On January 6, 1850, a 15-year-old young man wandered into the Primitive Methodist Chapel of Colchester. A snowstorm prevented him from attending church with his father. Apparently, the snow was so severe that the pastor of this little Methodist chapel didn't even show up that day! That young man huslted inside still carrying his burden of sin that he did not realize was soon to be lifted. "At last, a very thin-looking man, a shoemaker, or tailor, or something of that sort, went up into the pulpit to preach." This man preached the text of Isaiah 45:22 and exhorted this teenager, one Charles Haddon Spurgeon, to look to Christ and be saved. This 'sermon' lasted all of about 10 minutes, but see how Spurgeon recounts the impact of what this man said to him that morning:
lifting up his hands, [the man] shouted, as only a Primitive Methodist could do, "Young man, look to Jesus Christ. Look! Look! Look! You have nothin' to do but to look and live." I saw at once the way of salvation.

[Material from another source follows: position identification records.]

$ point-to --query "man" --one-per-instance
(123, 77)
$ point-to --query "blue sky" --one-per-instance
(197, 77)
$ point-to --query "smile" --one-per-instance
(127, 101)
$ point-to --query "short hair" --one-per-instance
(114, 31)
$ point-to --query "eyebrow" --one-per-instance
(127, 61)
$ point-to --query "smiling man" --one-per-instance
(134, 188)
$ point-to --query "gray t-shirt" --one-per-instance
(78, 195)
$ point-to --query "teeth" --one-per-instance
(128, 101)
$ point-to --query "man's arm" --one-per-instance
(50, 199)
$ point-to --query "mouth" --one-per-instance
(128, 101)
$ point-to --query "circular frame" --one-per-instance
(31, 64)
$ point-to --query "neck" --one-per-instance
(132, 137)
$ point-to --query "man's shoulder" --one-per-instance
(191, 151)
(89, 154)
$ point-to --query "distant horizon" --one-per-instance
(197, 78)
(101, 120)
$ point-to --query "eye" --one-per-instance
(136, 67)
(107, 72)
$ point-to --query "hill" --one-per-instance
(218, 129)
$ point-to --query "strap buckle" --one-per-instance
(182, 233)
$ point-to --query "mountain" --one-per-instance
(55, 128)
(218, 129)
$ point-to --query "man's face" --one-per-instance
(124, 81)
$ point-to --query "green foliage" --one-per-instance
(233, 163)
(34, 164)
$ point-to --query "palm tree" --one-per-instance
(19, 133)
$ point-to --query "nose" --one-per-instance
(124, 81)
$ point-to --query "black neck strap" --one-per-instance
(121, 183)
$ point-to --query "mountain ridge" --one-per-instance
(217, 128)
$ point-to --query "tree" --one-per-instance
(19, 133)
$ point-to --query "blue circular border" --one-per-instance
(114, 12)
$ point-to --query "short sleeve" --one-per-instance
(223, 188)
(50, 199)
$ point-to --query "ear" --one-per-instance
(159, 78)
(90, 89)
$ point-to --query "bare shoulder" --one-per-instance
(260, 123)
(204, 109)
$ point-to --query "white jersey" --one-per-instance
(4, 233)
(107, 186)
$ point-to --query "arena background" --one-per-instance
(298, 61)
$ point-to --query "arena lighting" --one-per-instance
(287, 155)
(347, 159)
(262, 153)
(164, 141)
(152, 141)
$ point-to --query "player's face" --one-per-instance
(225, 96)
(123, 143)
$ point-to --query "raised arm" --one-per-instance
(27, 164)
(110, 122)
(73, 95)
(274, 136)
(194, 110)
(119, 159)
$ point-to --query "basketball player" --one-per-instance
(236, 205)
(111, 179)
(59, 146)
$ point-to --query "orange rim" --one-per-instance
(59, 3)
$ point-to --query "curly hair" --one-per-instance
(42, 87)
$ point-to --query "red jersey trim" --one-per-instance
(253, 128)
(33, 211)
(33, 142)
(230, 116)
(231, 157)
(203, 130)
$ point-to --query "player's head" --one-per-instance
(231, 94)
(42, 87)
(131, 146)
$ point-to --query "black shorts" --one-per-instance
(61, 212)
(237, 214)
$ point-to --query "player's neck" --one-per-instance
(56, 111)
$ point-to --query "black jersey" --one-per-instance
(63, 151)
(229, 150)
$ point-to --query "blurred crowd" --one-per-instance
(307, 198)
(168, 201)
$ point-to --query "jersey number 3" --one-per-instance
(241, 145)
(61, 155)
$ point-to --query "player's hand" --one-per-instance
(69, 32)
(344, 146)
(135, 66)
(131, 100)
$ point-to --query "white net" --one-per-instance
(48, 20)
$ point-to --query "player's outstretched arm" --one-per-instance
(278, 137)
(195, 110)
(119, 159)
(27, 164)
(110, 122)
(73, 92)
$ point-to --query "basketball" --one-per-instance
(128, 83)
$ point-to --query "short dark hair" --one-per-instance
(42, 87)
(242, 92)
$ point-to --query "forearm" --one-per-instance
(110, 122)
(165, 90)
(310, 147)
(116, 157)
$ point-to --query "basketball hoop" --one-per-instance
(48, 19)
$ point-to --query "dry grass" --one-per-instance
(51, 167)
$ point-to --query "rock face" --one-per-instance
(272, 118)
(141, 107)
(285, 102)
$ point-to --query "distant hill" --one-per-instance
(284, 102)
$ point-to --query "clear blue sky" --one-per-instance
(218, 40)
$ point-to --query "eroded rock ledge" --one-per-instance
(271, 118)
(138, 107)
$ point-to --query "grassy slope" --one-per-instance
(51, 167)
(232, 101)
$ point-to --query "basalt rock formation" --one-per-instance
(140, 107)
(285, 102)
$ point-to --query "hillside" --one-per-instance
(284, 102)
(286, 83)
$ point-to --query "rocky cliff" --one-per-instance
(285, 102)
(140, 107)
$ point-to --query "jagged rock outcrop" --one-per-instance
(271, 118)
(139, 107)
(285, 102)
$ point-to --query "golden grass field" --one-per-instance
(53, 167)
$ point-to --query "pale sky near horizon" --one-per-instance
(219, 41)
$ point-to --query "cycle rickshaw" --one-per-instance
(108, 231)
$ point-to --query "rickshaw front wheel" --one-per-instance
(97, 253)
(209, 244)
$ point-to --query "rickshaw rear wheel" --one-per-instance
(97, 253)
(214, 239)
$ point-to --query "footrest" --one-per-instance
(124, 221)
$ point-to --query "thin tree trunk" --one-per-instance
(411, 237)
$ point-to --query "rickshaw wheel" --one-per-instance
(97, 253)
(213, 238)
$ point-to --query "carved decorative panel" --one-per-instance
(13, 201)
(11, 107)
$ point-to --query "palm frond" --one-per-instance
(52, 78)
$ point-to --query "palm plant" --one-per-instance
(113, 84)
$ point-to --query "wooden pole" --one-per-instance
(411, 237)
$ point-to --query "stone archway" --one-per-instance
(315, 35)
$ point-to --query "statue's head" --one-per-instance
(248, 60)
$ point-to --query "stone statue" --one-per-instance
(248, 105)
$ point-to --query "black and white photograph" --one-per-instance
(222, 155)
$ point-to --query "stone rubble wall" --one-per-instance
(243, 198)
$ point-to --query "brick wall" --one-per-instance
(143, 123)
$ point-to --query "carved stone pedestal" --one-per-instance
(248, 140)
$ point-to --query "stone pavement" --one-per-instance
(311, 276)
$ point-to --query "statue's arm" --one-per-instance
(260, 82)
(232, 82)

I know not what else he said,—I did not take much notice of it,—I was so possessed with that one thought. Like as when the brazen serpent was lifted up, the people only looked and were healed, so it was with me. I had been waiting to do fifty things, but when I heard that word, "Look!" what a charming word it seemed to me! Oh! I looked until I could almost have looked my eyes away. There and then the cloud was gone, the darkness had rolled away, and that moment I saw the sun; and I could have risen that instant, and sung with the most enthusiastic of them, of the precious blood of Christ, and the simple faith which looks alone to Him. Oh, that somebody had told me this before, "Trust Christ, and you shall be saved." Yet it was, no doubt, all wisely ordered, and now I can say,— "Ever since by faith I saw the stream Thy flowing wounds supply, Redeeming love has been my theme, And shall be till I die."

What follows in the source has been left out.